What is the difference between a vulnerability disclosure program and a bug bounty program?

A vulnerability disclosure program (VDP) is a structured channel for receiving and acting on security vulnerability reports. It provides a safe and legitimate path for researchers to report what they find. A bug bounty programme adds financial rewards for valid, in-scope findings. Both require clear policies, defined scope, and internal processes to handle submissions. A VDP is typically the right starting point for organisations that are building their security programme rather than scaling an existing one.

Do you need to complete a penetration test before launching a VDP?

It is strongly advisable. A penetration test of the assets being placed in scope gives the security team a baseline understanding of what vulnerabilities already exist. Without that baseline, the team reviewing incoming researcher submissions has no context for assessing whether a finding is new, already known, or related to an issue already in remediation. A baseline test also ensures the organisation is not publicly inviting researchers to submit reports about conditions it has not yet assessed internally.

What should a VDP safe harbour statement include?

A safe harbour statement should explicitly commit that the organisation will not pursue legal action against researchers who act in good faith and stay within the defined scope. It should define what acting in good faith means in the context of the programme. It should address what happens to any data the researcher encounters during legitimate research. And it should be specific to the programme and jurisdiction rather than copied from generic templates. Boilerplate language does not provide the protection it appears to offer.

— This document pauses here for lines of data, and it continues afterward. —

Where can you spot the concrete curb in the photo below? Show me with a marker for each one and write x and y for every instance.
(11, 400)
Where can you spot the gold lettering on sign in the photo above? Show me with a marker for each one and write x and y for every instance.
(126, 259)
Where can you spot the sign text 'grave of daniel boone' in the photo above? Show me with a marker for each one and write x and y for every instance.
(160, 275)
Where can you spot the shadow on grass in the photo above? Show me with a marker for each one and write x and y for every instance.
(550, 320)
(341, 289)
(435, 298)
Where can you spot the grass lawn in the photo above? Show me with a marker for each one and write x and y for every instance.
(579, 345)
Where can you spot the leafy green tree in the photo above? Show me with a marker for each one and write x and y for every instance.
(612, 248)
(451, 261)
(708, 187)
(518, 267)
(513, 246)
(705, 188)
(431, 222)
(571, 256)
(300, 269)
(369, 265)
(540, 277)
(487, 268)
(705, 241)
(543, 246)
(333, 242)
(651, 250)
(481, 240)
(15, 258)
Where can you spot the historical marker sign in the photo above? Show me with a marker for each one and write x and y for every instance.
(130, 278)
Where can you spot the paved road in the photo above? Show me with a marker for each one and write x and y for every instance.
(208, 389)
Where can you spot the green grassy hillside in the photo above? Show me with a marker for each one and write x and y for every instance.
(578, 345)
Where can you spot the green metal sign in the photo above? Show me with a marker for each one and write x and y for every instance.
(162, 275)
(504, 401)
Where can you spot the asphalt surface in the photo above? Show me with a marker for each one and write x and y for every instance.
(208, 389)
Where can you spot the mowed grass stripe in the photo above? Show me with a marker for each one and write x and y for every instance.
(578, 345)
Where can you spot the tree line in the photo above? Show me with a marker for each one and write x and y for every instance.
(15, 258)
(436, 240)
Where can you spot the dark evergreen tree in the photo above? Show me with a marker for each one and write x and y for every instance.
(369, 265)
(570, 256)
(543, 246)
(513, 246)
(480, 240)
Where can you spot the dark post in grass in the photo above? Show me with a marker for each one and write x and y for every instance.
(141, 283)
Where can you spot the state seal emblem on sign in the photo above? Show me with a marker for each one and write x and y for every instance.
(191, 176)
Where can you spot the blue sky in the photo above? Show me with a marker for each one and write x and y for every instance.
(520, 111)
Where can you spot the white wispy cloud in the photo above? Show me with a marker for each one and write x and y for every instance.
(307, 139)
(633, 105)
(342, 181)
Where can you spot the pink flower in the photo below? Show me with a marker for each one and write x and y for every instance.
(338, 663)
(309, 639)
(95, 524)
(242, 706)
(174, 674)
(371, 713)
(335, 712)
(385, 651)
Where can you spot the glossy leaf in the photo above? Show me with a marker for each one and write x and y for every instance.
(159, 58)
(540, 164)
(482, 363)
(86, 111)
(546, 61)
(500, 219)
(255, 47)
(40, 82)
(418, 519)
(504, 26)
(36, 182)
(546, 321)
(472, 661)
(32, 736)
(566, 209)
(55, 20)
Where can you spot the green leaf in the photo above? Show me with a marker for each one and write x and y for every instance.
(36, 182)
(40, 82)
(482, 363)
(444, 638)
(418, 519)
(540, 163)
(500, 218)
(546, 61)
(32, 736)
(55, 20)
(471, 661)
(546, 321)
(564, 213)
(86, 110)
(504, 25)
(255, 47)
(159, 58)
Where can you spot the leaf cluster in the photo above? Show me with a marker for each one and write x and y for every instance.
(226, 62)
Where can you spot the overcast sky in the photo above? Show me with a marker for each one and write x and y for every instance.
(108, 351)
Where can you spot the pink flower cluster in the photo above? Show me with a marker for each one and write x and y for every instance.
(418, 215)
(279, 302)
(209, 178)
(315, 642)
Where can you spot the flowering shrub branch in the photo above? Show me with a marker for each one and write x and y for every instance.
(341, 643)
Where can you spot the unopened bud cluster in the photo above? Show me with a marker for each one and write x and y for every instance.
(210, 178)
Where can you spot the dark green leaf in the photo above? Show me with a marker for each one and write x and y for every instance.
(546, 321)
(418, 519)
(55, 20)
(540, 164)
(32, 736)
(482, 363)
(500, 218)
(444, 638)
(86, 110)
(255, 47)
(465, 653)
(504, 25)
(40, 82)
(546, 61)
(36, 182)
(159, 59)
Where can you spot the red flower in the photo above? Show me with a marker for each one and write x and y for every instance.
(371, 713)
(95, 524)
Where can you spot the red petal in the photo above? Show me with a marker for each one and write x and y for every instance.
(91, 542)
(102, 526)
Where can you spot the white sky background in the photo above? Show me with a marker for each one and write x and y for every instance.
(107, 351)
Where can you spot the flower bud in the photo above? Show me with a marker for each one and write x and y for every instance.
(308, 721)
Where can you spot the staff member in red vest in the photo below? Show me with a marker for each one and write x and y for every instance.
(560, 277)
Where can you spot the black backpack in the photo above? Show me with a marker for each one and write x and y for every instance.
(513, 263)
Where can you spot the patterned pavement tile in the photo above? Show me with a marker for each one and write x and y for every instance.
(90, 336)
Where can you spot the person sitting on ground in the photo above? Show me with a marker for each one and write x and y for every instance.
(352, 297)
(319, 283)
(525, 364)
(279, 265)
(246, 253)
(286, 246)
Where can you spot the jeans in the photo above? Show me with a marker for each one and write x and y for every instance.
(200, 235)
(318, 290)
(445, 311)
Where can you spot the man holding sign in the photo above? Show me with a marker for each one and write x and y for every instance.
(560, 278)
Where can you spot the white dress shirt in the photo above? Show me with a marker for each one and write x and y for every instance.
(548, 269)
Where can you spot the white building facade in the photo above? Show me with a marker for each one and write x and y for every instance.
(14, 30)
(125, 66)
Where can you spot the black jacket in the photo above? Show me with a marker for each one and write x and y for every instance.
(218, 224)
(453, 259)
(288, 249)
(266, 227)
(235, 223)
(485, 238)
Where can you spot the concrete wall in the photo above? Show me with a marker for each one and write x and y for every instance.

How narrow should the scope of a VDP be at launch?

The scope should reflect two criteria: the capacity of the team to triage and respond to submissions, and the surfaces that represent the highest risk to customers and the business if compromised. It is far better to launch with a narrow, well-resourced scope and expand over time than to launch with a broad scope and fail to keep pace with submission volume. Researchers are experienced evaluators of programme quality, and an organisation that cannot respond promptly will find that researchers stop submitting.

How should an organisation handle a researcher who reports a critical vulnerability?

A critical finding should trigger immediate escalation to the appropriate technical and security leadership. The researcher should receive an acknowledgment within hours, not days. Communication should continue at regular intervals throughout the remediation process even if there is nothing new to report. The researcher should be informed when the fix is confirmed. If the organisation needs time before public disclosure, that conversation with the researcher should happen early, clearly, and respectfully. Coordinated disclosure handled well builds researcher relationships. Handled poorly, it results in uncoordinated public disclosure.